Moon, in particular, has advocated reforming chaebol ownership to reduce the influence of the families that own them, reducing the family influence to that of a typical shareholder or top executive, and unwinding existing cross-shareholdings among the individual companies that comprise each of the chaebol.  But given that the National Assembly will still be controlled by Park’s Saenuri Party, it remains unclear whether Moon could push such a reform through South Korea’s parliament.

For her part, Park has discussed preventing the individual companies within each of the major chaebol from adding to their shareholdings in each other, though she wouldn’t go as far as Moon.  Park has also called for strengthening antitrust laws and increasing fines for violations of fair-trade laws.

But the surprising aspect of the debate is that South Korea has already taken aim at its chaebol — during and in the aftermath of the 1997 Asian financial crisis, when the chaebol, which already suffered greatly during that crisis after years of mismanagement and bloat, were found to have shoddy accounting practices and to have engaged in bribery and corruption of South Korean government officials.

Myung Oak Kim and Sam Jaffe write in The New Korea: An Inside Look at South Korea’s Economic Rise that chaebol reform should come much easier to Koreans than keiretsu reform in Japan:

Instead of trying to break them up, the Japanese government encouraged their continuing dominance, even though their ultraconservative management policies contributed to the low growth of the economy.  Unlike the chaebol in Korea, the huge conglomerate corporations that sprouted up during or shortly after the Korean War, the keiretsu of Japan date back to the Meiji period of the 1800s…. It is much harder to force the creative destruction of a 200-year-old company that is part of national lore than it is to confront one that is only a few decades old.

Koreans proved that in the immediate wake of the 1997 Asian financial crisis (which did not, notably, affect Japan in the same way as it did South Korea) when it allowed Daewoo to fail — at the time, Daewoo was the largest company in South Korea, and largely thought ‘too big to fail.’ But it was allowed to fail when it declared bankruptcy in summer 1999 (in part because it had so strongly supported Kim Young-sam that when his one-time rival Kim Dae-jung became president in 1997, he didn’t prioritize  saving Daewoo).
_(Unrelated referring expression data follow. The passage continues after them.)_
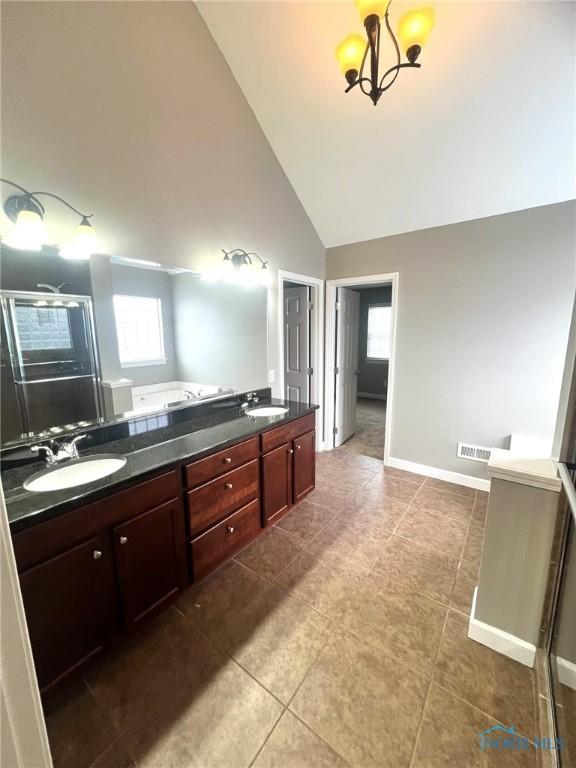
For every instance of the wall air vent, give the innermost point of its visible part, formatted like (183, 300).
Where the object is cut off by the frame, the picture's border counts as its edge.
(473, 452)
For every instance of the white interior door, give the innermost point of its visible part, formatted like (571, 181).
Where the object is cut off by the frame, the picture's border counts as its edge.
(346, 371)
(297, 371)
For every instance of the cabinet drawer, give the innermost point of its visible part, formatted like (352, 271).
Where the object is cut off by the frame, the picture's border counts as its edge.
(216, 499)
(288, 432)
(212, 466)
(224, 539)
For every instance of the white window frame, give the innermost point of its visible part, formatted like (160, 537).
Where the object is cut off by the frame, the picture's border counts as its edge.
(378, 360)
(152, 361)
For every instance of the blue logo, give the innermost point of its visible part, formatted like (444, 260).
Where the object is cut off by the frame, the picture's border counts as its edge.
(501, 737)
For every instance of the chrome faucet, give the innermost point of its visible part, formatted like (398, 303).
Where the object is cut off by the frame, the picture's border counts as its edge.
(249, 400)
(54, 453)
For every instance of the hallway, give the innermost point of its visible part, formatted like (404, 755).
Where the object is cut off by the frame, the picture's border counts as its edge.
(368, 440)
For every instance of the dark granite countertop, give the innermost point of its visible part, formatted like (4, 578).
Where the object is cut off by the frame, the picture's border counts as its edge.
(145, 454)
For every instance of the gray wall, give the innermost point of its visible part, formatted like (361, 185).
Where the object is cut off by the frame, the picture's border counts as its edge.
(130, 111)
(132, 281)
(373, 377)
(483, 319)
(220, 332)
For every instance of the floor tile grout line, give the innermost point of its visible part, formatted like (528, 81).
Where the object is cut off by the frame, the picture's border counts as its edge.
(287, 705)
(463, 700)
(430, 683)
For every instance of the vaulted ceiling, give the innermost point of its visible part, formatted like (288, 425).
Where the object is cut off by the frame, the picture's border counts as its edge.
(486, 126)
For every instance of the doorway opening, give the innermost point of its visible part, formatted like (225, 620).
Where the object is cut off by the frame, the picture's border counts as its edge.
(361, 329)
(301, 342)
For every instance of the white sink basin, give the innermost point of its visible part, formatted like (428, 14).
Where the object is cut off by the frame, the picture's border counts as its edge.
(77, 472)
(267, 410)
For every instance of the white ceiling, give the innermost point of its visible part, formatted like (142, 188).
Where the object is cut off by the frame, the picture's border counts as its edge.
(486, 126)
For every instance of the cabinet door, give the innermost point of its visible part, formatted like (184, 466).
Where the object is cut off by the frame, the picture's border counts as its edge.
(304, 464)
(151, 559)
(276, 482)
(70, 603)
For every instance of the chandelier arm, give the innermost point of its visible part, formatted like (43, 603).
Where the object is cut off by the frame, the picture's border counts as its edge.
(396, 69)
(25, 191)
(61, 199)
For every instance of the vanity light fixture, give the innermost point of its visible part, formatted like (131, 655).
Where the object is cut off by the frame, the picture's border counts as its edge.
(244, 267)
(30, 233)
(413, 30)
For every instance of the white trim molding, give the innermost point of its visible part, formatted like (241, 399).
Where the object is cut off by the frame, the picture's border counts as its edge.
(439, 474)
(500, 641)
(391, 278)
(317, 395)
(23, 737)
(566, 671)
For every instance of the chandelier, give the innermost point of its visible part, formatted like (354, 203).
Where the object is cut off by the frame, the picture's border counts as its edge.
(353, 52)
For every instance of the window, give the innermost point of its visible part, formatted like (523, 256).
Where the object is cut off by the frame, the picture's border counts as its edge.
(139, 329)
(378, 341)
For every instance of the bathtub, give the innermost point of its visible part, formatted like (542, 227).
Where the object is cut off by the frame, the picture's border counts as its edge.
(170, 392)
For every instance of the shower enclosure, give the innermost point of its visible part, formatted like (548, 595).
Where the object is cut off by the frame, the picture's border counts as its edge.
(49, 366)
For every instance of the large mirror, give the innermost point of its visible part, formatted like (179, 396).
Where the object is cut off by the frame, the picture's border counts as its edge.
(108, 339)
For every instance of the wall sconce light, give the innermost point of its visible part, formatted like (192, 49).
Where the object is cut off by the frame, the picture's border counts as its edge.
(30, 233)
(352, 53)
(244, 267)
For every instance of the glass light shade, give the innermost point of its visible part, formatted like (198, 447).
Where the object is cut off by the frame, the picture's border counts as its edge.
(84, 244)
(29, 232)
(414, 27)
(350, 52)
(370, 7)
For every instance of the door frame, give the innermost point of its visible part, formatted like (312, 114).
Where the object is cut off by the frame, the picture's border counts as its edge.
(393, 278)
(317, 328)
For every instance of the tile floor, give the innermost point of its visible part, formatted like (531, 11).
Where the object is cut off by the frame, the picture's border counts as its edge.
(368, 439)
(337, 639)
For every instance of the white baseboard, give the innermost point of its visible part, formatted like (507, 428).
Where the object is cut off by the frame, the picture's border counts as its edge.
(440, 474)
(371, 396)
(566, 671)
(500, 641)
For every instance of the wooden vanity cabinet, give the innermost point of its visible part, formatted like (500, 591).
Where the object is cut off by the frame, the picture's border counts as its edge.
(288, 470)
(103, 568)
(71, 608)
(277, 482)
(304, 465)
(149, 554)
(89, 573)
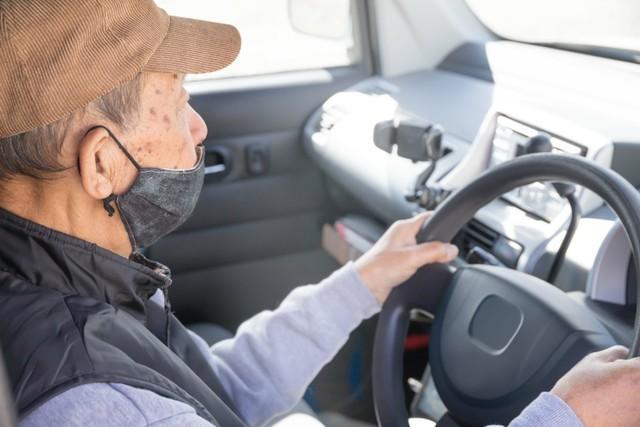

But despite those reforms, chaebol loom large and are still behaving badly — earlier this year, Kim Seung-youn, the chairman of the Hanwha Corp., another largest conglomerate, was sentenced to four years prison for embezzlement.

Former president Kim Dae-jung (김대중), under pressure from the International Monetary Fund, instituted South Korea’s first efforts at chaebol reform by strengthening accounting regulations, antitrust laws and encouraging reorganizations that resulted in spinning off businesses unrelated to core industry focus areas.  By and large, all of the major remaining chaebol engaged in some form of restructuring in one degree or another, but the companies still dominate South Korea’s economy.

Park Chung-hee (박정희), South Korea’s ruler from 1961 to 1979, and the father of Park Geun-hye, ironically helped build the same chaebol that his daughter is now promising to curb.  Park, who is credited with transforming South Korea’s economy through at times autocratic control over the country, employed industrial policy that sought guaranteed loans from large banks to support the chaebol in the 1960s as a way to build larger businesses and fast-track the country’s industrialization, and thereafter, through the 1980s, to boost their entry into new industries in the search for ever-expanding export growth.

Hyundai, which is having something of a renaissance as an automobile producer, started as a construction firm in 1947 and didn’t even begin manufacturing cars until 1967.  LG — which historically stands for ‘Lucky-Goldstar’ — started in 1947 as a plastics company. Samsung, which means ‘three stars’ in Korean, started as a grocery trading company in 1938.  Both are well-known today globally for their electronics products.